CMU-RI-TR-98-24
Robotics Institute
School of Computer Science, Carnegie Mellon University



CMU-RI-TR-98-24

A High Performance Stereo Vision System for Obstacle Detection

Todd A. Williamson

September 1998

Robotics Ph.D. Thesis

CMU-RI-TR-98-24.ps
CMU-RI-TR-98-24.pdf


Keywords: Stereo vision, multibaseline stereo, autonomous vehicles, obstacle detection, NavLab, automated highway systems (AHS)


Intelligent vehicle research to date has made great progress toward true autonomy. Integrated systems for on-road vehicles, which include road following, headway maintenance, tactical-level planning, avoidance of large obstacles, and inter-vehicle coordination have been demonstrated. One of the weakest points of current automated cars, however, is the lack of a reliable system to detect small obstacles on the road surface. In order to be useful at highway speeds, such a system must be able to detect small (~15cm) obstacles at long ranges (~100m), with a cycle rate of at least 2 Hz.

This dissertation presents an obstacle detection system that uses trinocular stereo to detect very small obstacles at long range on highways. The system makes use of the apparent orientation of surfaces in the image in order to determine whether pixels belong to vertical or horizontal surfaces. A simple confidence measure is applied to reject false positives introduced by image noise. The system is capable of detecting objects as small as 14cm high at ranges well in excess of 100m.

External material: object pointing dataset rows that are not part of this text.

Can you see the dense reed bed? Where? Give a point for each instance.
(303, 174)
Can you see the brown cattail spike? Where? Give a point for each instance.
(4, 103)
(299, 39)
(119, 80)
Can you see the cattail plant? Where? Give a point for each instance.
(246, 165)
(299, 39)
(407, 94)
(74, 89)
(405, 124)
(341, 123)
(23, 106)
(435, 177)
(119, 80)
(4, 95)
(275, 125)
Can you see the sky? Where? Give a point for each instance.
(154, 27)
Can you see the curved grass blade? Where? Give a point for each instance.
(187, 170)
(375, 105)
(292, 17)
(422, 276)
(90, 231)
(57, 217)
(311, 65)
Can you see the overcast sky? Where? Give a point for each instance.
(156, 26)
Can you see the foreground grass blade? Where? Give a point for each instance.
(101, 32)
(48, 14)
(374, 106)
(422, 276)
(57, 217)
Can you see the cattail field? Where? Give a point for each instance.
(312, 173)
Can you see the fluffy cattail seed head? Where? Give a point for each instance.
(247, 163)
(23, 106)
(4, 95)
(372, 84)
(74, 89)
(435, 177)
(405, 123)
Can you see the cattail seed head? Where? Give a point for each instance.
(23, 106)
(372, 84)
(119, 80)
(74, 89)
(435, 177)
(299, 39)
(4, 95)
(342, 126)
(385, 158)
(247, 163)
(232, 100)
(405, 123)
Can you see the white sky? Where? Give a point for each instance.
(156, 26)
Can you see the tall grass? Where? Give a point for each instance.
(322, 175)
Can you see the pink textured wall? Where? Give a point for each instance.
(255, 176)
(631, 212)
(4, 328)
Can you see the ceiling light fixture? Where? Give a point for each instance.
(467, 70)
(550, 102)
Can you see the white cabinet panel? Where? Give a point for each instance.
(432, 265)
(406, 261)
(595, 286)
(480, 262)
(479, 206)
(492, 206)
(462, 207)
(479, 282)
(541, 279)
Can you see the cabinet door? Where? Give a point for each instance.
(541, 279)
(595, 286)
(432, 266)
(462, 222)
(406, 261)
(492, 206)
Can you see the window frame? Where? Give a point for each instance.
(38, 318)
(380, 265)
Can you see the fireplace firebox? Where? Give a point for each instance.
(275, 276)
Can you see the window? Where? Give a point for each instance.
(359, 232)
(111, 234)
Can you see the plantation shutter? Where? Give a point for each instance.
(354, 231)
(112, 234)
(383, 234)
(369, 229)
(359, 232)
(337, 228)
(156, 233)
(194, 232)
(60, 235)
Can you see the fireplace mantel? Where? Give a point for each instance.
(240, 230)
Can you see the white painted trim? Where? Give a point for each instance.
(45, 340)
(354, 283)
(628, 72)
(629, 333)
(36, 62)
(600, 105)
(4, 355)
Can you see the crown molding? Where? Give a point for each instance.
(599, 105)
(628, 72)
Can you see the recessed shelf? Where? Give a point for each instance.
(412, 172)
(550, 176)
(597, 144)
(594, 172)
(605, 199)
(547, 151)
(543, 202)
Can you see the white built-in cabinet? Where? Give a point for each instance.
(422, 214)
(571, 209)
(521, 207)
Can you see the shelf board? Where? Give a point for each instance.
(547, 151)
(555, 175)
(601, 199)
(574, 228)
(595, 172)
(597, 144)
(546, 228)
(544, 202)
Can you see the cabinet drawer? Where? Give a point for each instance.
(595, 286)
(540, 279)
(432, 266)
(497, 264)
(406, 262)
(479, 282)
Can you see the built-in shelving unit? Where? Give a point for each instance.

The obstacle detection system described here relies on several factors. First, the camera system is configured in such a way that even small obstacles generate detectable range measurements. This is done by using a very long baseline, telephoto lenses, and rigid camera mounts. Second, extremely accurate calibration procedures allow accurate determination of these range differences. Multibaseline stereo is used to reduce the number of false matches and to improve range accuracy. Special image filtering techniques are used to enhance the very weak image textures present on the road surface, reducing the number of false range measurements. Finally, a technique for determining the surface orientation directly from stereo data is used to detect the presence of obstacles.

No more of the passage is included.